Plant yarrow in a full sun location, allowing 10 to 12 inches between each plant. Soil may be lean; sandy or rocky. Herbs grow and perform best in soils that are not rich or heavily amended. Plant yarrow from plugs or seed it right into the garden. Yarrow is easily started from seeds indoors. This herb is drought and heat tolerant, but also does well in cool temperatures.
In mid-summer, when yarrow blooms appear to end and the yarrow looks somewhat worn, renewal pruning is appropriate. Remove several inches of the stem above a node, which results in more blooms from the yarrow flower. When frost is expected, southern gardeners may wish to trim the plant back by one third for a tidy appearance. As the plant becomes tall and gangly, pruning can keep the specimen under control, compact and attractive. Those in more northern areas may wait until spring to prune dead foliage, before the yarrow blooms. Prune yarrow to the ground when the growing season is over.
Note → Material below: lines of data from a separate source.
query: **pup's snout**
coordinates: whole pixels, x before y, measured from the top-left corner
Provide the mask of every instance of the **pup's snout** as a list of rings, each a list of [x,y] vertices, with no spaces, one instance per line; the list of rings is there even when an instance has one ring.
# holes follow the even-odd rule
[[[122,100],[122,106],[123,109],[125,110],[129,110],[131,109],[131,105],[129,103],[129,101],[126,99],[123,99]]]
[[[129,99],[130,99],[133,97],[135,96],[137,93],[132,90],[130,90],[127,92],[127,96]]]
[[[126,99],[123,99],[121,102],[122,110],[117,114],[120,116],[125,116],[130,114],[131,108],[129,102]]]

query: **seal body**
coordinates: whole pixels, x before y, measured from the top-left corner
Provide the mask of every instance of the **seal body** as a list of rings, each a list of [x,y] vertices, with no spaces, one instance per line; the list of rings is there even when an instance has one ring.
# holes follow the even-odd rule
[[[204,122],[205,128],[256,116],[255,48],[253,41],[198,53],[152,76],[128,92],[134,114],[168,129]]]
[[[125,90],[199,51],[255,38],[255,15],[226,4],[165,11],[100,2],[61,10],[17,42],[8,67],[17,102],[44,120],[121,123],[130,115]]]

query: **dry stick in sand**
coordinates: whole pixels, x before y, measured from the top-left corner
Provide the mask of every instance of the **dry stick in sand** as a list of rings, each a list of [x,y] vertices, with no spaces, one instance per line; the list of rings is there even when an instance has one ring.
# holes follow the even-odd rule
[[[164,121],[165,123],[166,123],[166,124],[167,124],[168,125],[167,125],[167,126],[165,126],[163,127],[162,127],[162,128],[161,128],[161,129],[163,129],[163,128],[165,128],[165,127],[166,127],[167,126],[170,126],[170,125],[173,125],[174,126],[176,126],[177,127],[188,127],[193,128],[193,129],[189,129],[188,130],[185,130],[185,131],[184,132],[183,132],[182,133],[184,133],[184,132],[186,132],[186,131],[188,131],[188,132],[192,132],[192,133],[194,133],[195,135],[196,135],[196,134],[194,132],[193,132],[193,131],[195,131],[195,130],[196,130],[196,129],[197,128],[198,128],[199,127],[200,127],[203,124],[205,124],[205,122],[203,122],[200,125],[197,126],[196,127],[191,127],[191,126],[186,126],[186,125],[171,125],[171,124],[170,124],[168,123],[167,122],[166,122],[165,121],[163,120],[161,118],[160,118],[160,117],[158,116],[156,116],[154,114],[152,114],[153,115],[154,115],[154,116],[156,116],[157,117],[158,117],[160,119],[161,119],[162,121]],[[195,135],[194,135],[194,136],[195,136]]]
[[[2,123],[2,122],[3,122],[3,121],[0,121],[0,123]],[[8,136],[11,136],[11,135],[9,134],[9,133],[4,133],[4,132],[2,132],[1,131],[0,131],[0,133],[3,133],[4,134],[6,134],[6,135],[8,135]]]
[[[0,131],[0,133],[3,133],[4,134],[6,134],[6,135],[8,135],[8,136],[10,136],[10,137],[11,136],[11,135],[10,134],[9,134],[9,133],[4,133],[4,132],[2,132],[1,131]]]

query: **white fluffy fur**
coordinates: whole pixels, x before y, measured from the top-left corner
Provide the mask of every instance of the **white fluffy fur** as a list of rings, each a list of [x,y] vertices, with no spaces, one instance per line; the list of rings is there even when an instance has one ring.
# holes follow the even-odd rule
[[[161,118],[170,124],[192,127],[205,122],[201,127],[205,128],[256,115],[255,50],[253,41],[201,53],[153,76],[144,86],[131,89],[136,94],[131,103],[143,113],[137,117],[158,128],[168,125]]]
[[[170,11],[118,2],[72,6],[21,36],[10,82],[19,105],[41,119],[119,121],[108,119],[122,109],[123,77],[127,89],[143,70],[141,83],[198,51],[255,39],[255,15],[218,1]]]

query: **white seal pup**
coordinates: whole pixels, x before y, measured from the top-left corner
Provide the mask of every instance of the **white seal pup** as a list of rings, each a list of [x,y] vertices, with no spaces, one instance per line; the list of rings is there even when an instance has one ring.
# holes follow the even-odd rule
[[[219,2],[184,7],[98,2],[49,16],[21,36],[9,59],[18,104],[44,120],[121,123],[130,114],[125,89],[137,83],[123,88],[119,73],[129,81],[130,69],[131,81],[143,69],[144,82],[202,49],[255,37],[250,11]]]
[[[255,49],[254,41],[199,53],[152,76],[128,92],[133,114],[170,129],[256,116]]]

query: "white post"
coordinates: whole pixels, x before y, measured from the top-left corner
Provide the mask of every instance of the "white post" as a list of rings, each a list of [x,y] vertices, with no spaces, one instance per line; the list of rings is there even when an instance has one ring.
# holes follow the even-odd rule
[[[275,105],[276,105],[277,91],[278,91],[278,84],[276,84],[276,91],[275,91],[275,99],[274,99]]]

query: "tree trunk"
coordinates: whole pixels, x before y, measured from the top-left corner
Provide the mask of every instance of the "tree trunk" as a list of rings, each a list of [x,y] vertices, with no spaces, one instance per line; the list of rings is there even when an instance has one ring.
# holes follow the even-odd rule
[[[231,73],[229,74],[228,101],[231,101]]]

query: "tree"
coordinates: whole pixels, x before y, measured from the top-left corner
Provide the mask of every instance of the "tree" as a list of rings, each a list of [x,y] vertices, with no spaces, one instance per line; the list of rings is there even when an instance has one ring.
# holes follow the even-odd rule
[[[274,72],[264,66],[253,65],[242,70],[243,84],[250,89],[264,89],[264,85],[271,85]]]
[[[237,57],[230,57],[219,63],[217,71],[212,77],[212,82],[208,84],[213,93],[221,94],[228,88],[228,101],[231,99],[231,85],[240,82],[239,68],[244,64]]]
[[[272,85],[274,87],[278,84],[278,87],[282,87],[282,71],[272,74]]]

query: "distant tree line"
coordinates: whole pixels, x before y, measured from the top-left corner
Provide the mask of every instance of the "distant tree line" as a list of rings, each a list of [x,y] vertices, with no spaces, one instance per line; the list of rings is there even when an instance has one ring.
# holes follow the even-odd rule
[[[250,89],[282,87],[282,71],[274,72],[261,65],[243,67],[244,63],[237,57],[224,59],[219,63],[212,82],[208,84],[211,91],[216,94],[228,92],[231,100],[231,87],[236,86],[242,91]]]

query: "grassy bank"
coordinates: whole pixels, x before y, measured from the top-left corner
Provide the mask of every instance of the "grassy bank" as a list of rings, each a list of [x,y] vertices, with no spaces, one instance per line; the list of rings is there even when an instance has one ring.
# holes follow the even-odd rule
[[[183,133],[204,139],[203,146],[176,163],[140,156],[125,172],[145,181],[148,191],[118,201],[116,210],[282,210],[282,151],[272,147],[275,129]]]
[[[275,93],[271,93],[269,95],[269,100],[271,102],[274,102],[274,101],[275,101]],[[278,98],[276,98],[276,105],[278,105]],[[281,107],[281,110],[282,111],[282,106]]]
The plant will re-appear in spring as a dainty, frilly ground cover before sending up shoots. Yarrow is number one on Better Homes and Gardens "Cut and Come Back" list.
Cool season bloom
Warm temperatures in gardening Zone 7 this year caused yarrow to bloom earlier than it normally would here. I was surprised and happy to see the frilly foliage appear and bloom beautifully in December. This indicates that gardeners in more southern areas can grow yarrow in winter. Yarrow is a herbaceous, semi evergreen that normally returns here in the spring.
As a companion
Yarrow is an excellent companion plant in the herb garden, as it is said to strengthen medicinal properties of other herbs while promoting their growth. Yarrow is used medicinally in teas, tinctures and poltices, to fight colds and cleanse the liver. Noted herbalist Ryan Drum discusses further uses of yarrow here. Limit consumption and handling of the herb, as it is said to create a euphoric mood.
Add yarrow to your herb or flower garden this year. Snip it for an addition to salads or tea, dry it for later use or just enjoy the attractive blooms. Yarrow is truly a diverse herb from the gods.